Local anesthetic and antiepileptic drug access and binding to a bacterial voltage-gated sodium channel

Abstract

Voltage-gated sodium (Nav) channels are important targets in the treatment of a range of pathologies. Bacterial channels, for which crystal structures have been solved, exhibit modulation by local anesthetic and anti-epileptic agents, allowing molecular-level investigations into sodium channel-drug interactions. These structures reveal no basis for the "hinged lid"-based fast inactivation, seen in eukaryotic Nav channels. Thus, they enable examination of potential mechanisms of use- or state-dependent drug action based on activation gating, or slower pore-based inactivation processes. Multimicrosecond simulations of NavAb reveal high-affinity binding of benzocaine to F203 that is a surrogate for FS6, conserved in helix S6 of Domain IV of mammalian sodium channels, as well as low-affinity sites suggested to stabilize different states of the channel. Phenytoin exhibits a different binding distribution owing to preferential interactions at the membrane and water-protein interfaces. Two drug-access pathways into the pore are observed: via lateral fenestrations connecting to the membrane lipid phase, as well as via an aqueous pathway through the intracellular activation gate, despite being closed. These observations provide insight into drug modulation that will guide further developments of Nav inhibitors.

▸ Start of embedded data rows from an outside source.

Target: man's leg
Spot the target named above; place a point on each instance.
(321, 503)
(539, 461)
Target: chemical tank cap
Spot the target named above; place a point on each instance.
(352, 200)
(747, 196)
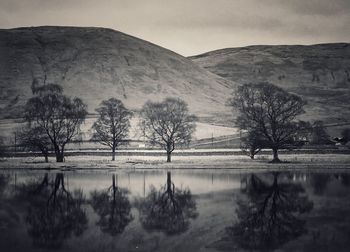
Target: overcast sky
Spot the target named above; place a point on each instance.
(191, 27)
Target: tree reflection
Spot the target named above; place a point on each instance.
(54, 213)
(168, 209)
(271, 215)
(113, 207)
(4, 180)
(319, 182)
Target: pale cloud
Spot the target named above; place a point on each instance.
(193, 26)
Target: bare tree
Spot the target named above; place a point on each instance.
(269, 111)
(167, 123)
(112, 125)
(35, 139)
(252, 143)
(56, 114)
(2, 147)
(319, 134)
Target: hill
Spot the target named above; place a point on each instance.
(318, 73)
(99, 63)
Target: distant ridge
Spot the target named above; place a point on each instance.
(319, 73)
(99, 63)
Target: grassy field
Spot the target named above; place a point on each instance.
(299, 161)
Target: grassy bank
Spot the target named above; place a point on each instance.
(297, 161)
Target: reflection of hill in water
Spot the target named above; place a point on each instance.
(328, 223)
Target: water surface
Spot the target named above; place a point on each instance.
(179, 210)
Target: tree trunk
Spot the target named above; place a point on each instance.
(168, 182)
(59, 154)
(59, 157)
(168, 156)
(113, 154)
(275, 156)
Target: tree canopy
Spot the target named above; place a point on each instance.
(112, 125)
(56, 114)
(167, 124)
(269, 111)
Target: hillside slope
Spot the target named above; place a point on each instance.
(319, 73)
(98, 63)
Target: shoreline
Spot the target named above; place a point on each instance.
(214, 162)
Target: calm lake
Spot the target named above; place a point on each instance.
(177, 210)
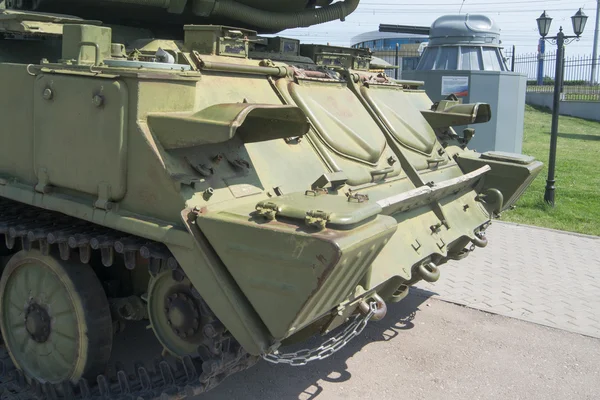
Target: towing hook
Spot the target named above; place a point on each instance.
(429, 272)
(479, 240)
(381, 307)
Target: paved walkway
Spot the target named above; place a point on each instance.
(538, 275)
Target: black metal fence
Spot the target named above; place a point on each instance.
(577, 81)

Keywords: bacterial sodium channel; drug binding.

Fig. 1.

(A) Simulation system showing Na_vAb (two of four subunits as ribbons, with voltage sensor domain (VSD) S1 and S2 in blue and S3 and S4 in green, pore domain (PD) S5 in yellow and S6 in red, P-loop P1, P2, and selectivity filter (SF; orange) in a hydrated lipid bilayer (chains as gray lines; water as red/white sticks; NaCl as yellow/cyan balls) and PHT (dark gray sticks). (B and C) Stick representations of BZC (B) and PHT (C).

Fig. 2.

(A) Sequence alignment of segment S6 of Na_vAb to other Na_v channels (showing only FS6-containing domain IV; see SI Appendix, Fig. S1, for full comparison). F201, F203, F207, and N211 in Na_vAb and F1764 in Na_v1.2 are indicated. Amino acids were colored with Jalview (46, 47) using the Zappo scheme. (B) Aligned structures (showing three subunits) of Na_vAb and model Na_v1.2 (based on Na_vAb) comparing Na_vAb F201, F203, and F207 to Na_v1.2 F1764. Conserved N211 (Na_vAb numbering) is also indicated.

Fig. 3.

Free energy surfaces (Left) and binding sites (Right) for BZC (A–D) and PHT (E–H), with color scale as inset. For clarity, B for BZC includes only −10 < y < 10 Å (full data in SI Appendix, Fig. S5). Binding sites for BZC (C and D) and PHT (G and H), identified from free energy minima, are shown as spheres (colored for clarity, not by free energy).

Fig. 4.

Interactions involved in binding sites A_b to G_b of BZC, with segments colored as in Fig. 1. (Insets) Arrows point directly at the BZC molecule.

Fig. 5.

Interactions involved in the binding sites A_p to F_p of PHT. (Insets) Arrows point directly at the PHT molecule.

Fig. 6.

Drug-binding pathways. (A) Side view of the channel showing movement of BZC from water to the central cavity along lipophilic and aqueous pathways (dotted curves). The full PD and only one VSD subunit are shown. (B and C) The free energy profile for BZC movement through a fenestration (B) and those for BZC (red) and PHT (blue) movements through the activation gate (C). The free energy is set to zero in water, using SI Appendix, Fig. S2A to set the membrane reference for B.